Edmondo sempre più meravigliato cominciava quasi a ritrovare soprannaturali le facoltà di quest’uomo straordinario. Egli volle prenderlo in fallo sopra un punto qualunque, e continuò: — Ma se non vi hanno dato delle penne, diss’egli, come avete potuto scrivere un’opera così voluminosa?
— Ne ho fatte dell’eccellenti, che sarebbero preferite alle penne ordinarie quando fosse conosciuta la materia, colle cartilagini delle teste di quei grossi merluzzi che qualche volta ci danno nei giorni di magro. Per tal modo vedeva giungere il mercoledì, il venerdì ed il sabato con grandissimo piacere, perchè avea la speranza d’aumentare la mia provvisione di penne, e i miei lavori filosofici, ve lo confesso, sono la mia più cara occupazione. Pensando all’ideale, dimentico il presente, e camminando libero nella filosofia, dimentico di esser prigioniero.
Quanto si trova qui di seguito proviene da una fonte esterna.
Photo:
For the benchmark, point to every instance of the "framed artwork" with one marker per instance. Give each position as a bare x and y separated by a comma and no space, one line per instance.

— Ma l’inchiostro? disse Dantès, con che lo facevate?
— Nella mia segreta vi era altra volta un caminetto, poco prima del mio arrivo in prigione fu murato, e per molti anni vi devono aver fatto fuoco tutto l’inverno, è dunque tutto tappezzato di fuligine. Io faccio sciogliere questa fuligine in una porzione di quel vino che ci danno la domenica, e ciò mi somministra dell’eccellente inchiostro per tutta la settimana. Per le note particolari che hanno bisogno di essere distinte e scorte subito, foro le mie dita e scrivo col sangue.
— E quando potrò vedere tutto ciò? domandò Dantès.
— Quando vorrete, rispose Faria. — Oh! subito! subito! gridò il giovinotto. — Seguitemi dunque, disse Faria. Ei s’introdusse nel corridore sotterraneo entro al quale disparve; Dantès lo seguì.